GARZÓN ESTUVO EN LA AMIA Y PROMETIÓ AYUDA
De pronto, el gran patio de cemento que antecede al moderno edificio de la Asociación Mutual Israelita Argentina (AMIA), en Pasteur al 600, se colmó de un enjambre de periodistas que lo esperaban como a una estrella de los medios. Y hasta allí llegó, antes del mediodía de ayer, el juez español Baltasar Garzón, quien, con el hilo de voz que le permitía su disfonía, atendió a sus anfitriones y a las preguntas de la prensa.
Entonces, Garzón, tras depositar un enorme ramo de flores al pie de la placa que recuerda a los 85 muertosy heridos en el ataque terrorista a la AMIA, de julio de 1994, ofreció el apoyo que le fuera posible. “Sin lugar a dudas, en la medida que la cooperación institucional pueda significar una ayuda, allí estaremos”, soltó.
No apuntaba el juez a la conformación de tribunal internacional para resolver casos como éste, donde aún no se encontraron ni a los responsables extranjeros ni a cómplices argentinos. “Después de que Argentina resuelva la investigación, la cooperación internacional puede aportar más elementos útiles para un esclarecimiento total”, aclaró.
Es aquí donde “están las pruebas, y aquí hay que conseguirlo”,susurró este juez de la Audiencia Nacional Española con chapa en el mundo por sus procesos contra las acciones terroristas del separatismo vasco de ETA; por su pedido de extradición a Londres del veterano dictador chileno Augusto Pinochet y de decenas de represores latinoamericanos, entre ellos muchos argentinos.

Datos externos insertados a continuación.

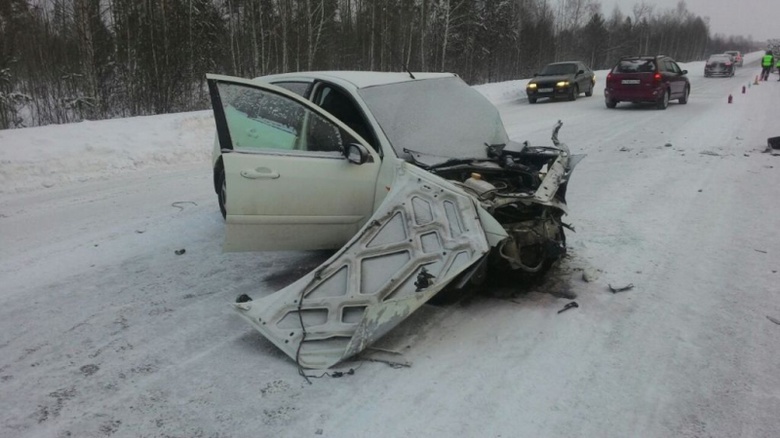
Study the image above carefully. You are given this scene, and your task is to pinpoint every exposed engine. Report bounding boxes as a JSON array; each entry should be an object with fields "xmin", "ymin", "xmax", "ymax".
[{"xmin": 435, "ymin": 121, "xmax": 576, "ymax": 273}]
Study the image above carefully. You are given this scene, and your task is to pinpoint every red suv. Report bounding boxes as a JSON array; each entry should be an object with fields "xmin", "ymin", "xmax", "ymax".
[{"xmin": 604, "ymin": 55, "xmax": 691, "ymax": 109}]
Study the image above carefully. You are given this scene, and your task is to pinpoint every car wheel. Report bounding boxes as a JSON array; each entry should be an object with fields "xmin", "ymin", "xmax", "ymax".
[
  {"xmin": 569, "ymin": 85, "xmax": 580, "ymax": 100},
  {"xmin": 216, "ymin": 167, "xmax": 227, "ymax": 218},
  {"xmin": 678, "ymin": 85, "xmax": 691, "ymax": 105},
  {"xmin": 655, "ymin": 90, "xmax": 669, "ymax": 109}
]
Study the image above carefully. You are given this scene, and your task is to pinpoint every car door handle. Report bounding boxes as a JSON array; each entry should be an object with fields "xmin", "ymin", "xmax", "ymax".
[{"xmin": 241, "ymin": 167, "xmax": 280, "ymax": 179}]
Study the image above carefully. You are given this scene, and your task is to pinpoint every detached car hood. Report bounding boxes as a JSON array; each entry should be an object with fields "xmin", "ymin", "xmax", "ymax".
[
  {"xmin": 233, "ymin": 122, "xmax": 582, "ymax": 369},
  {"xmin": 234, "ymin": 162, "xmax": 506, "ymax": 368}
]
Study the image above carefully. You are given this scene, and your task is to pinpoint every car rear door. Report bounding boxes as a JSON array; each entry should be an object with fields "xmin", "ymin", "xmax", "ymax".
[
  {"xmin": 663, "ymin": 59, "xmax": 685, "ymax": 99},
  {"xmin": 207, "ymin": 75, "xmax": 380, "ymax": 251}
]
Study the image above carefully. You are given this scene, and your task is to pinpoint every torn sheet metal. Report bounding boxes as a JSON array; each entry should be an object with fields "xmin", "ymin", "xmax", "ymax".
[{"xmin": 234, "ymin": 163, "xmax": 506, "ymax": 369}]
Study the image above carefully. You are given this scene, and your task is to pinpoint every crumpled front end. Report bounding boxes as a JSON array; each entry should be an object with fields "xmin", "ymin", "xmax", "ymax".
[{"xmin": 234, "ymin": 122, "xmax": 581, "ymax": 369}]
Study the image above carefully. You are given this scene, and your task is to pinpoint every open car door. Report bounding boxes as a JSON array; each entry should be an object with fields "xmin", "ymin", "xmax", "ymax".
[{"xmin": 207, "ymin": 75, "xmax": 380, "ymax": 251}]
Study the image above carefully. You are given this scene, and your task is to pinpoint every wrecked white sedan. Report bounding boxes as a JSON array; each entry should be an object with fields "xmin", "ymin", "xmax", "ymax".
[{"xmin": 208, "ymin": 72, "xmax": 579, "ymax": 368}]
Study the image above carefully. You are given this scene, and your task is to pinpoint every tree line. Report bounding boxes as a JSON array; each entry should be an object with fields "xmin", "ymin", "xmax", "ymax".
[{"xmin": 0, "ymin": 0, "xmax": 755, "ymax": 129}]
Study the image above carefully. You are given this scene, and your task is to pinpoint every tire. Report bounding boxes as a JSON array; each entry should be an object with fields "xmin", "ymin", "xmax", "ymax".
[
  {"xmin": 678, "ymin": 85, "xmax": 691, "ymax": 105},
  {"xmin": 214, "ymin": 167, "xmax": 227, "ymax": 219},
  {"xmin": 655, "ymin": 90, "xmax": 669, "ymax": 109},
  {"xmin": 569, "ymin": 84, "xmax": 580, "ymax": 100}
]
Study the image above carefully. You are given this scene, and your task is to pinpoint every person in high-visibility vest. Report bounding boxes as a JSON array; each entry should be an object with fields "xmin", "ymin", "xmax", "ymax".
[
  {"xmin": 775, "ymin": 59, "xmax": 780, "ymax": 82},
  {"xmin": 761, "ymin": 50, "xmax": 775, "ymax": 81}
]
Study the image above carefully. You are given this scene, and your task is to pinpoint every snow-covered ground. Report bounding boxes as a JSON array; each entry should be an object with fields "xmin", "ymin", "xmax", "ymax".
[{"xmin": 0, "ymin": 54, "xmax": 780, "ymax": 437}]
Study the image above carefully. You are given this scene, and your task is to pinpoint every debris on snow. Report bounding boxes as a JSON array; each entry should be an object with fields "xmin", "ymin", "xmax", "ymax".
[
  {"xmin": 558, "ymin": 301, "xmax": 580, "ymax": 314},
  {"xmin": 607, "ymin": 283, "xmax": 634, "ymax": 294},
  {"xmin": 582, "ymin": 269, "xmax": 599, "ymax": 283},
  {"xmin": 171, "ymin": 201, "xmax": 198, "ymax": 211}
]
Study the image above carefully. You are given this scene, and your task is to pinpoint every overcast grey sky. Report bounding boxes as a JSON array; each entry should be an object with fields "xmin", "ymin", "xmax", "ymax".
[{"xmin": 601, "ymin": 0, "xmax": 780, "ymax": 41}]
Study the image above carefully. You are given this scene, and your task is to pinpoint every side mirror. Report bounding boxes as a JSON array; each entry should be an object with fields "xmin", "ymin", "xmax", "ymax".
[{"xmin": 344, "ymin": 143, "xmax": 371, "ymax": 165}]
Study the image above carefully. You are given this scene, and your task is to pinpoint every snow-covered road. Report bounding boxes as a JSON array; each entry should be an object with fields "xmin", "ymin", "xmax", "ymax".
[{"xmin": 0, "ymin": 54, "xmax": 780, "ymax": 438}]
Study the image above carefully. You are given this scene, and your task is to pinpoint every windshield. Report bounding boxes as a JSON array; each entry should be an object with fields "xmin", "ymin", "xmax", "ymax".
[
  {"xmin": 539, "ymin": 64, "xmax": 577, "ymax": 76},
  {"xmin": 358, "ymin": 77, "xmax": 509, "ymax": 162}
]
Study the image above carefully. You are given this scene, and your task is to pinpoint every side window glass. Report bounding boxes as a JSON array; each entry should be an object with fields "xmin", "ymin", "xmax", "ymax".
[
  {"xmin": 273, "ymin": 82, "xmax": 309, "ymax": 97},
  {"xmin": 217, "ymin": 83, "xmax": 353, "ymax": 155}
]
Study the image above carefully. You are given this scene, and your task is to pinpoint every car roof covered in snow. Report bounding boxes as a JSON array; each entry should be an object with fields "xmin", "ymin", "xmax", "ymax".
[{"xmin": 255, "ymin": 71, "xmax": 457, "ymax": 89}]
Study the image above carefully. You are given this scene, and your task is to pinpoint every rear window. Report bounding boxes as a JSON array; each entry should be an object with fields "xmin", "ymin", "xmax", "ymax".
[
  {"xmin": 708, "ymin": 56, "xmax": 731, "ymax": 62},
  {"xmin": 615, "ymin": 59, "xmax": 655, "ymax": 73}
]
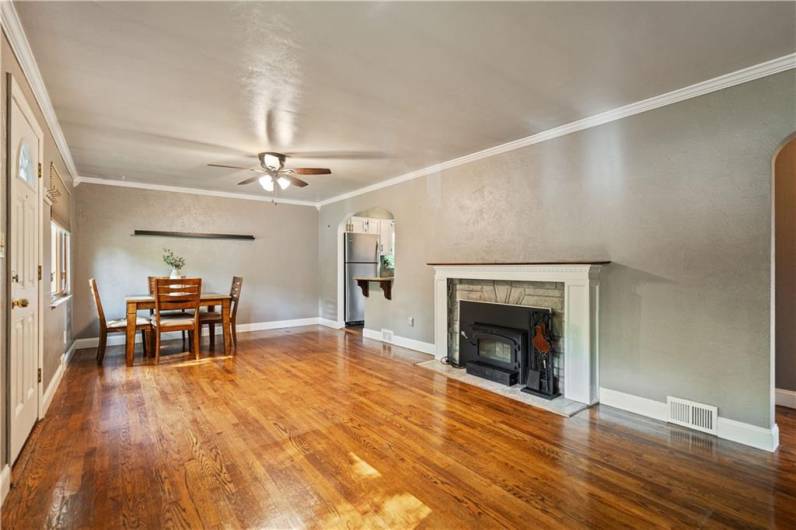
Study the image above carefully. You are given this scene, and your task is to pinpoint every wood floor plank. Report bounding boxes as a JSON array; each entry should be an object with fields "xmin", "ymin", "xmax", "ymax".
[{"xmin": 2, "ymin": 327, "xmax": 796, "ymax": 529}]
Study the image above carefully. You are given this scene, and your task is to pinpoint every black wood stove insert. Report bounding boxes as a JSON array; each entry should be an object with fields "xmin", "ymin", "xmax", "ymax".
[{"xmin": 459, "ymin": 301, "xmax": 560, "ymax": 399}]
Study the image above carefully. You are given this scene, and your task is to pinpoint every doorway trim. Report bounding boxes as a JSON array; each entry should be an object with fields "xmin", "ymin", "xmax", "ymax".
[
  {"xmin": 3, "ymin": 73, "xmax": 45, "ymax": 454},
  {"xmin": 336, "ymin": 212, "xmax": 356, "ymax": 328},
  {"xmin": 769, "ymin": 132, "xmax": 796, "ymax": 420}
]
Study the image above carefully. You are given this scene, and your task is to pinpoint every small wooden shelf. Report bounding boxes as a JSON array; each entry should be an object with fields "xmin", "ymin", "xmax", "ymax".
[{"xmin": 354, "ymin": 276, "xmax": 394, "ymax": 300}]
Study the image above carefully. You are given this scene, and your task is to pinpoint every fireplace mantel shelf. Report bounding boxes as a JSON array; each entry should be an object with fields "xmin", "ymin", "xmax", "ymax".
[{"xmin": 426, "ymin": 260, "xmax": 611, "ymax": 267}]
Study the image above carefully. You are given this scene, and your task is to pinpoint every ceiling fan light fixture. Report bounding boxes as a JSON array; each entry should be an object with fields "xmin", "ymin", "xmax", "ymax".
[
  {"xmin": 263, "ymin": 153, "xmax": 282, "ymax": 170},
  {"xmin": 258, "ymin": 175, "xmax": 274, "ymax": 192}
]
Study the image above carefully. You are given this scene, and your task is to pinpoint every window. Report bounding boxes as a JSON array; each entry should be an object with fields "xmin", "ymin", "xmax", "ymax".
[{"xmin": 50, "ymin": 223, "xmax": 72, "ymax": 298}]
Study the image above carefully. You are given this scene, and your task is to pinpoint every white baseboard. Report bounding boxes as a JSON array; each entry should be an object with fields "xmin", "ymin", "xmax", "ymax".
[
  {"xmin": 318, "ymin": 317, "xmax": 345, "ymax": 329},
  {"xmin": 362, "ymin": 328, "xmax": 436, "ymax": 355},
  {"xmin": 600, "ymin": 388, "xmax": 779, "ymax": 452},
  {"xmin": 237, "ymin": 317, "xmax": 318, "ymax": 333},
  {"xmin": 600, "ymin": 388, "xmax": 667, "ymax": 421},
  {"xmin": 776, "ymin": 388, "xmax": 796, "ymax": 409},
  {"xmin": 39, "ymin": 341, "xmax": 77, "ymax": 419},
  {"xmin": 74, "ymin": 317, "xmax": 336, "ymax": 350},
  {"xmin": 39, "ymin": 360, "xmax": 66, "ymax": 419},
  {"xmin": 0, "ymin": 464, "xmax": 11, "ymax": 508}
]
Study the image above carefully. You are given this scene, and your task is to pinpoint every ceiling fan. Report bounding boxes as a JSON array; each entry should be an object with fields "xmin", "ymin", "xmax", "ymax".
[{"xmin": 207, "ymin": 151, "xmax": 332, "ymax": 192}]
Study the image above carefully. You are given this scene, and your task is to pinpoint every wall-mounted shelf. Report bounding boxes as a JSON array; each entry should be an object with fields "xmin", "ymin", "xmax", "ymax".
[
  {"xmin": 133, "ymin": 230, "xmax": 254, "ymax": 241},
  {"xmin": 354, "ymin": 276, "xmax": 393, "ymax": 300}
]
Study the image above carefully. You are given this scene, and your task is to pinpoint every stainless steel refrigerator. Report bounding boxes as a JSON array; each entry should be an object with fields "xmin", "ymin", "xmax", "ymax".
[{"xmin": 343, "ymin": 234, "xmax": 379, "ymax": 325}]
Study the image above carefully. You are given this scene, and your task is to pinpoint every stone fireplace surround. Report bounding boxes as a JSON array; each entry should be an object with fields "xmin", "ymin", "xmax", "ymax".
[{"xmin": 429, "ymin": 262, "xmax": 608, "ymax": 405}]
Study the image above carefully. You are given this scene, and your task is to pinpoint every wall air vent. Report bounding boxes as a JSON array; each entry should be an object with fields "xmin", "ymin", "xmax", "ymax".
[{"xmin": 666, "ymin": 396, "xmax": 719, "ymax": 434}]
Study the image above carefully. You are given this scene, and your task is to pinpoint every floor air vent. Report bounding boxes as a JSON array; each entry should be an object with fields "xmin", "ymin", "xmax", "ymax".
[{"xmin": 666, "ymin": 396, "xmax": 719, "ymax": 434}]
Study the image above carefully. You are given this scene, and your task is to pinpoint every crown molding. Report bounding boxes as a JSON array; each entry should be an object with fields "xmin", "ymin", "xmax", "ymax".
[
  {"xmin": 74, "ymin": 176, "xmax": 318, "ymax": 208},
  {"xmin": 318, "ymin": 53, "xmax": 796, "ymax": 207},
  {"xmin": 0, "ymin": 0, "xmax": 77, "ymax": 185}
]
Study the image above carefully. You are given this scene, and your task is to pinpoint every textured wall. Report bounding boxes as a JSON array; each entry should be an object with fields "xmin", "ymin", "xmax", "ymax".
[
  {"xmin": 73, "ymin": 184, "xmax": 318, "ymax": 337},
  {"xmin": 319, "ymin": 71, "xmax": 796, "ymax": 427},
  {"xmin": 774, "ymin": 138, "xmax": 796, "ymax": 390}
]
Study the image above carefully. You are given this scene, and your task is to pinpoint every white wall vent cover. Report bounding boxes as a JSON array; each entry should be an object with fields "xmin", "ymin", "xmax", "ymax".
[{"xmin": 666, "ymin": 396, "xmax": 719, "ymax": 434}]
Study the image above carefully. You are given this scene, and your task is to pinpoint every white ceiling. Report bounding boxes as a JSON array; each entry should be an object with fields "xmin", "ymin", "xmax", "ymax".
[{"xmin": 17, "ymin": 2, "xmax": 796, "ymax": 201}]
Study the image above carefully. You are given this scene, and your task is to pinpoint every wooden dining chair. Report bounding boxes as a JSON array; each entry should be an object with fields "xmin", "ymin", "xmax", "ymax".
[
  {"xmin": 199, "ymin": 276, "xmax": 243, "ymax": 348},
  {"xmin": 147, "ymin": 276, "xmax": 186, "ymax": 349},
  {"xmin": 88, "ymin": 278, "xmax": 152, "ymax": 364},
  {"xmin": 152, "ymin": 278, "xmax": 202, "ymax": 364}
]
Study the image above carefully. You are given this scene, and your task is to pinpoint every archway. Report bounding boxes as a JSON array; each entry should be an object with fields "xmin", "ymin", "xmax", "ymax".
[
  {"xmin": 771, "ymin": 134, "xmax": 796, "ymax": 412},
  {"xmin": 337, "ymin": 207, "xmax": 395, "ymax": 328}
]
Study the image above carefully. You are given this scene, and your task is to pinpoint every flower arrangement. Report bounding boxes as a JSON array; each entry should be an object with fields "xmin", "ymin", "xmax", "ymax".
[{"xmin": 163, "ymin": 248, "xmax": 185, "ymax": 275}]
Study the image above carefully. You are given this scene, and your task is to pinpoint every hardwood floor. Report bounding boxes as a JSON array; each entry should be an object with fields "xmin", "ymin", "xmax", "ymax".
[{"xmin": 2, "ymin": 327, "xmax": 796, "ymax": 528}]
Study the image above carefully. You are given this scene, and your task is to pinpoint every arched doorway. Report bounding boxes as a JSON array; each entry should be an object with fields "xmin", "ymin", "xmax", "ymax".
[
  {"xmin": 337, "ymin": 207, "xmax": 395, "ymax": 328},
  {"xmin": 772, "ymin": 134, "xmax": 796, "ymax": 408}
]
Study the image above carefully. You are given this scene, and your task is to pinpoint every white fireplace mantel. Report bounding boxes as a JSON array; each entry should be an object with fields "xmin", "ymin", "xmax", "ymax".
[{"xmin": 429, "ymin": 262, "xmax": 608, "ymax": 405}]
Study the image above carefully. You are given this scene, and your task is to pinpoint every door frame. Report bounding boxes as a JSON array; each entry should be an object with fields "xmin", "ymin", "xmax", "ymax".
[{"xmin": 3, "ymin": 73, "xmax": 45, "ymax": 451}]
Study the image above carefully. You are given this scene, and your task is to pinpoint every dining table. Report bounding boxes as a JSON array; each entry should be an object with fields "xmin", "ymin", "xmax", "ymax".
[{"xmin": 124, "ymin": 293, "xmax": 232, "ymax": 366}]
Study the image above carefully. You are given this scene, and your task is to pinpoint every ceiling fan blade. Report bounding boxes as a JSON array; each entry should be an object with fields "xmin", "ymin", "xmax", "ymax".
[
  {"xmin": 238, "ymin": 175, "xmax": 260, "ymax": 186},
  {"xmin": 285, "ymin": 151, "xmax": 390, "ymax": 160},
  {"xmin": 207, "ymin": 164, "xmax": 260, "ymax": 171},
  {"xmin": 290, "ymin": 167, "xmax": 332, "ymax": 175},
  {"xmin": 279, "ymin": 172, "xmax": 309, "ymax": 188}
]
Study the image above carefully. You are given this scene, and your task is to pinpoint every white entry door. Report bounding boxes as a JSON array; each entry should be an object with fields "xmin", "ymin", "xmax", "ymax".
[{"xmin": 8, "ymin": 75, "xmax": 42, "ymax": 463}]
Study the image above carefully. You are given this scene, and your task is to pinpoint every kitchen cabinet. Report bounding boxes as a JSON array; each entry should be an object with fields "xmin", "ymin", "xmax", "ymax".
[
  {"xmin": 348, "ymin": 216, "xmax": 381, "ymax": 235},
  {"xmin": 379, "ymin": 219, "xmax": 395, "ymax": 256},
  {"xmin": 346, "ymin": 216, "xmax": 395, "ymax": 256}
]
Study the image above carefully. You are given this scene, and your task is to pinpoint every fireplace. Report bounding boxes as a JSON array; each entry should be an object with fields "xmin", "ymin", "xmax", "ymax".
[
  {"xmin": 429, "ymin": 261, "xmax": 608, "ymax": 404},
  {"xmin": 458, "ymin": 301, "xmax": 560, "ymax": 399},
  {"xmin": 459, "ymin": 322, "xmax": 528, "ymax": 386}
]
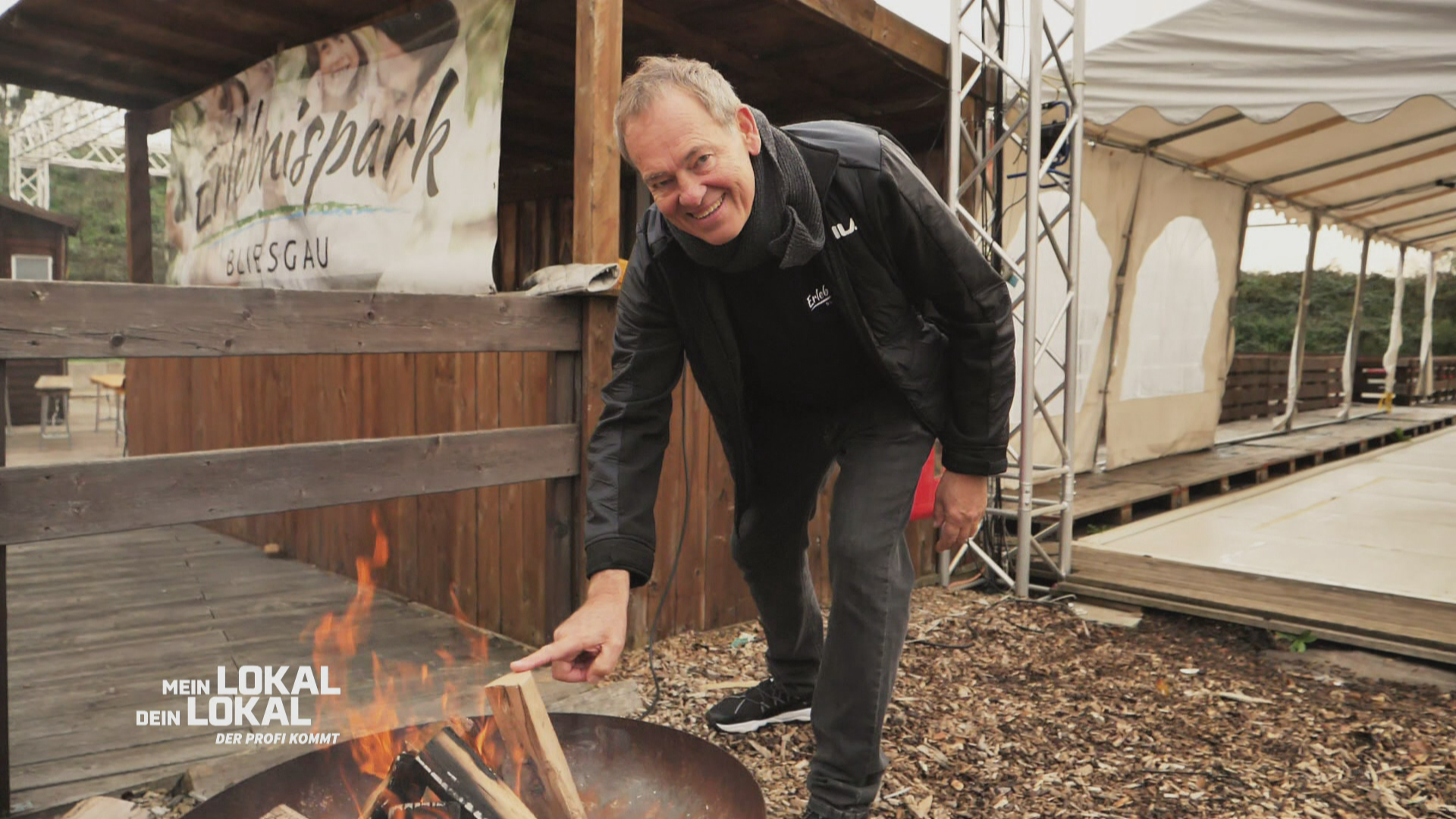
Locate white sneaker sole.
[714,708,812,733]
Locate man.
[514,58,1015,819]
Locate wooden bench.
[35,376,71,446]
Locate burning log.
[359,751,428,819]
[416,727,536,819]
[485,673,587,819]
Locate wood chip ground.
[619,588,1456,819]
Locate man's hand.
[935,471,986,552]
[511,568,630,682]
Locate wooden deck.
[1035,405,1456,532]
[1056,547,1456,664]
[6,526,635,811]
[1057,419,1456,663]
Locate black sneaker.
[708,676,814,733]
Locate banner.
[166,0,514,293]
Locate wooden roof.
[0,0,945,159]
[0,196,82,236]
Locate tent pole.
[1415,252,1436,400]
[1016,0,1056,598]
[1338,231,1370,421]
[1380,245,1408,413]
[1274,210,1320,431]
[1057,3,1086,577]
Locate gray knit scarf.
[668,108,824,272]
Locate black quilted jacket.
[587,122,1015,586]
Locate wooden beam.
[0,281,581,359]
[127,111,153,284]
[774,0,948,84]
[626,3,878,118]
[0,357,10,816]
[485,672,587,819]
[0,424,581,544]
[1198,117,1348,171]
[571,0,623,583]
[1288,144,1456,199]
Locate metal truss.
[940,0,1087,598]
[9,92,172,209]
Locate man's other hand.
[511,568,630,682]
[935,471,986,552]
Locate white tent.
[1059,0,1456,466]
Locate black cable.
[638,399,693,720]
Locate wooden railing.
[1219,353,1344,424]
[0,281,582,805]
[1356,356,1456,406]
[1220,353,1456,422]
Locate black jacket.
[587,122,1015,586]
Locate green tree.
[1233,270,1456,356]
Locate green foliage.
[1233,270,1456,356]
[51,168,171,281]
[1274,628,1320,654]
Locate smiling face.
[623,89,763,245]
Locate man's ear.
[734,105,763,156]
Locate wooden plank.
[0,280,581,359]
[1072,548,1456,650]
[125,111,153,284]
[0,424,579,544]
[543,353,585,623]
[1057,582,1456,664]
[500,347,532,640]
[415,353,477,612]
[485,672,587,819]
[359,353,418,598]
[475,353,505,631]
[513,353,547,645]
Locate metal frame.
[940,0,1086,598]
[9,93,172,210]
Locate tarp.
[1086,0,1456,251]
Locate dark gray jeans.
[734,394,935,819]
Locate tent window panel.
[10,253,52,281]
[1122,215,1219,400]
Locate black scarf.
[668,108,824,272]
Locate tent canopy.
[1086,0,1456,252]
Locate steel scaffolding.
[940,0,1086,598]
[9,92,172,209]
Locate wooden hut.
[0,196,82,425]
[0,0,948,642]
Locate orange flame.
[304,510,522,811]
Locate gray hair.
[613,54,742,168]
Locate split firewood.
[418,729,536,819]
[485,673,587,819]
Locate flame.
[304,509,535,813]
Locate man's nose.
[679,179,708,207]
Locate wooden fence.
[0,275,582,795]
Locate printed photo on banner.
[166,0,514,293]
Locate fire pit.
[191,714,766,819]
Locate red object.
[910,450,940,520]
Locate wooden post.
[1274,210,1320,431]
[1380,245,1407,413]
[1338,231,1370,421]
[571,0,622,612]
[127,111,153,284]
[0,359,10,816]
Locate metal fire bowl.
[188,714,767,819]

Garzón fue recibido ayer por el Presidente en ejercicio de la AMIA, José Kestelman, y por la comisión directiva de la mutual. Llegó a Buenos Aires el fin de semana para participar de un programa local de alto nivel, que incluyó: un debate en el Teatro Cervantes, un encuentro con el Presidente Néstor Kirchner y una visita a las viejas instalaciones del centro clandestino de la dictadura que funcionó en la Escuela de Mecánica de la Armada (ESMA), junto a la Primera Dama y candidata a Senadora en Buenos Aires, Cristina Fernández.
Ayer, en el patio de AMIA también lo saludaron el titular de la Delegación de Asociaciones Israelitas Argentinas (DAIA), Jorge Kirszenbaum, y un grupo de familiares de desaparecidos judíos por la dictadura —que llegan a los 1.900—, y Madres de Plaza de Mayo—Línea Fundadora.
Hubo entonces un momento de distensión mientras esperaban al Secretario de Derechos Humanos, Eduardo Luis Duhalde, y un diálogo grupal más que interesante. Fue Kestelman quien, junto a otros miembros de AMIA como Julio Schlosser y Alberto Cukier, rompió el protocolo y le preguntó dijo, como si hablara del tiempo “¿Y qué tal la justicia en España?”. Garzón respondió y siguieron las preguntas hasta desembocar en los 14 iraníes acusados aquí como sospechosos de participar en el ataque a la AMIA. Garzón contó que había hablado con el secretario de Interpol y que éste le manifestó que ante un nuevo pedido del juez de la causa (Rodolfo Canicoba Corral) daría curso al pedido.
Por cierto también se abordó un tema de interés en AMIA que busca algún tipo de decreto o ley para que se declare la imprescriptibilidad de los hechos ocurridos en el ataque a la mutual.
Y de Garzón obtuvieron un guiño. El juez opinó que tanto el ataque a la embajada de Israel (1992) como a la AMIA eran para él “crímenes de lesa humanidad”. En ese marco también reiteró lo que habló con Kirchner, ante quien elogió la idea de centralizar en un secretario de la Corte el caso también irresuelto del atentado a la embajada.